SAML authentication workflow
- The user goes to your App Store domain or subdomain and clicks the LOGIN button.
- The user is redirected to you Identity Provider (IdP) login website
- The user uses the IdP web-based authentication system to log in and the IdP sends a SAML Response to the Applivery callback endpoint
- If the user is logged in and has the appropriate permissions in Applivery, he/she is allowed to access the App Store where will see only the authorized Apps.
Step 1 - Get the Service Provider information from Applivery
Go to your Organization Settings and scroll down until Login providers section. New click the Add login provider green button and select SAML.
You will see now your SAML configuration, including a pre-configured SAML metadata XML file that you will be able to import into your Identity Provider (such as Azure AD).
In case your IP does not allow you to upload a SAML metadata file, you can use the other fields provided under the Step 1 to manually connect to Applivery as a Service Provider:
- Identifier (Entity ID)
- Reply URL (Assertion Customer Service URL)
- Callback URL
Step 2 - Configure your Identity Provider (i.e. Azure AD)
Now that you have your Service Provider information, it’s time to configure it in your IdP. For this example we will use Azure Active Directory platform that allows you to configure any Service Provider supporting SAML 2.0.
Step 2.1 - Login into Azure Portal and create an App
Login into your Azure Portal and go to Azure Active Directory > Enterprise applications. Then click + New application blue button at the top of the page and then choose Non-gallery application. Lastly, give a name to the App (i.e.: Applivery).
Step 2.2 - Configure SSO
Now go to Single Sign-on from the left side menu and choose SAML option from the Single sign-on methods list.
You will be redirected to a new dashboard with 4 Steps. At the very top of the page, click the Upload metadata file button and browse your disk to choose the Applivery SAML metadata XML file you downloaded in the Step 1. It will fill the form automatically with the information contained into the XML file. Optionally you can fill it out manually suing the information provided into the Step 1.

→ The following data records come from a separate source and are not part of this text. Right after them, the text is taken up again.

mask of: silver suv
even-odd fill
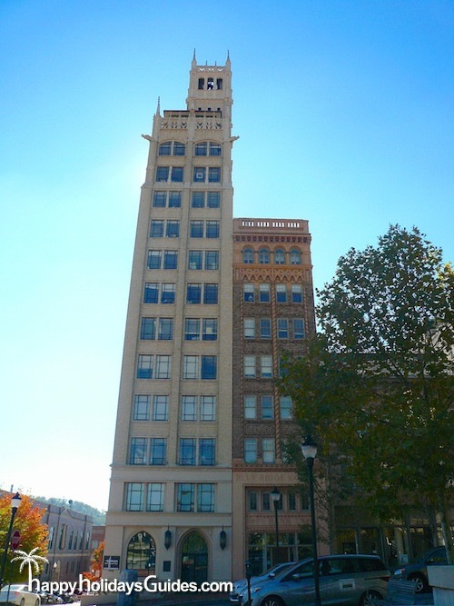
[[[386,597],[390,571],[374,555],[324,555],[318,558],[320,593],[323,606],[371,606]],[[295,564],[276,579],[264,580],[251,589],[249,606],[302,606],[313,604],[313,560]],[[240,604],[248,606],[247,588]]]

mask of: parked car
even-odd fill
[[[386,597],[390,571],[374,555],[325,555],[318,558],[320,593],[323,606],[371,606]],[[313,604],[313,559],[307,558],[276,579],[251,590],[249,606],[302,606]],[[240,604],[248,603],[247,589]]]
[[[9,593],[8,593],[9,591]],[[41,598],[37,593],[28,591],[28,585],[5,585],[0,591],[0,602],[9,602],[17,606],[41,606]]]
[[[398,579],[414,581],[416,592],[421,593],[430,590],[427,576],[428,566],[443,566],[448,563],[448,554],[444,547],[434,547],[419,553],[411,561],[398,568],[394,576]]]
[[[288,570],[291,566],[294,566],[295,564],[296,561],[287,561],[282,564],[276,564],[276,566],[270,568],[268,571],[266,571],[266,572],[262,572],[262,574],[252,577],[251,585],[256,585],[258,582],[263,582],[267,579],[275,579],[278,574],[280,575],[283,573],[284,571]],[[243,591],[243,590],[247,591],[247,579],[240,579],[239,581],[235,581],[233,583],[233,588],[230,592],[229,600],[233,602],[238,602],[240,594]]]

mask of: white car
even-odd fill
[[[9,595],[8,595],[9,591]],[[0,591],[0,602],[9,602],[16,606],[41,606],[41,598],[37,593],[28,591],[28,585],[5,585]]]

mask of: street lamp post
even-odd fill
[[[6,534],[6,541],[5,543],[5,551],[2,559],[2,571],[0,573],[0,589],[3,587],[3,576],[5,574],[5,567],[6,565],[6,557],[8,555],[9,541],[11,541],[11,531],[13,531],[13,524],[15,522],[15,514],[17,509],[21,504],[21,495],[19,492],[16,492],[15,496],[11,499],[11,520],[9,521],[8,532]]]
[[[276,561],[273,564],[279,564],[279,524],[278,524],[278,504],[281,499],[281,492],[274,486],[271,492],[271,501],[274,503],[274,522],[276,524]]]
[[[321,606],[320,598],[319,561],[317,558],[317,528],[315,526],[315,507],[313,498],[313,462],[317,454],[317,444],[309,435],[301,444],[302,456],[306,459],[309,476],[309,498],[311,503],[311,523],[312,531],[313,581],[315,585],[315,606]]]

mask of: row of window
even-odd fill
[[[282,395],[279,398],[279,413],[282,421],[291,419],[291,398]],[[269,394],[244,396],[244,418],[274,419],[274,397]]]
[[[268,248],[261,248],[259,251],[245,248],[242,252],[242,263],[268,264],[271,263],[271,256],[274,257],[276,265],[301,265],[301,253],[297,248],[293,248],[290,253],[281,248],[275,251],[270,251]]]
[[[138,394],[134,396],[133,421],[169,421],[169,396]],[[216,421],[215,395],[182,395],[182,421]]]
[[[258,326],[256,326],[258,324]],[[291,330],[290,327],[291,326]],[[257,330],[256,330],[257,328]],[[304,339],[304,320],[302,318],[278,318],[276,320],[278,339]],[[271,318],[244,318],[243,334],[246,339],[271,339]]]
[[[163,512],[165,485],[130,482],[125,485],[127,512]],[[177,512],[214,512],[214,484],[176,484]]]
[[[281,499],[277,502],[280,511],[298,512],[309,509],[309,501],[306,494],[294,492],[281,493]],[[274,509],[269,491],[255,492],[248,493],[248,510],[250,512],[270,512]]]
[[[154,208],[180,208],[182,192],[154,192],[153,205]],[[192,192],[191,205],[192,208],[219,208],[221,192]]]
[[[246,282],[242,286],[242,294],[245,303],[270,303],[271,298],[271,284],[262,283],[258,289],[252,283]],[[286,283],[275,284],[276,303],[302,303],[302,284],[291,284],[290,293]]]
[[[271,356],[269,356],[271,358]],[[137,379],[170,379],[171,355],[141,353],[137,362]],[[183,355],[183,379],[217,379],[218,359],[216,355]]]
[[[183,166],[156,166],[156,183],[183,183]],[[192,183],[221,183],[221,166],[194,166]]]
[[[185,155],[186,145],[180,141],[164,141],[158,149],[159,155]],[[194,155],[222,155],[221,144],[202,141],[194,145]]]
[[[189,225],[190,238],[219,238],[219,221],[191,221]],[[180,221],[175,219],[153,219],[150,224],[151,238],[178,238],[180,236]]]
[[[148,446],[150,450],[148,451]],[[130,465],[166,465],[166,438],[131,438]],[[214,438],[180,438],[179,465],[212,466],[216,464]]]

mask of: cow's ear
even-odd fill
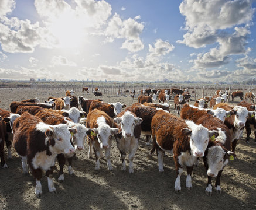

Step 2.3 - Download Federation Metadata XML file from Azure
Last, go to the Step 3 out of the 4 steps in Azure and click the Download Federation Metadata XML link and save the file.
Go back to Applivery Dashboard > SAML Provider screen (same as in Step 1 of this tutorial) and upload the Federation Metadata XML file under the Step 2. Then click Save changes.
Step 3 - Test it out
And that’s it! Now that you have both ends (Azure & Applivery) connected, you can Add some authorized users to Azure (going to Users and groups under the SSO Application) and then navigate to your App Store URL and try to login with an authorized user.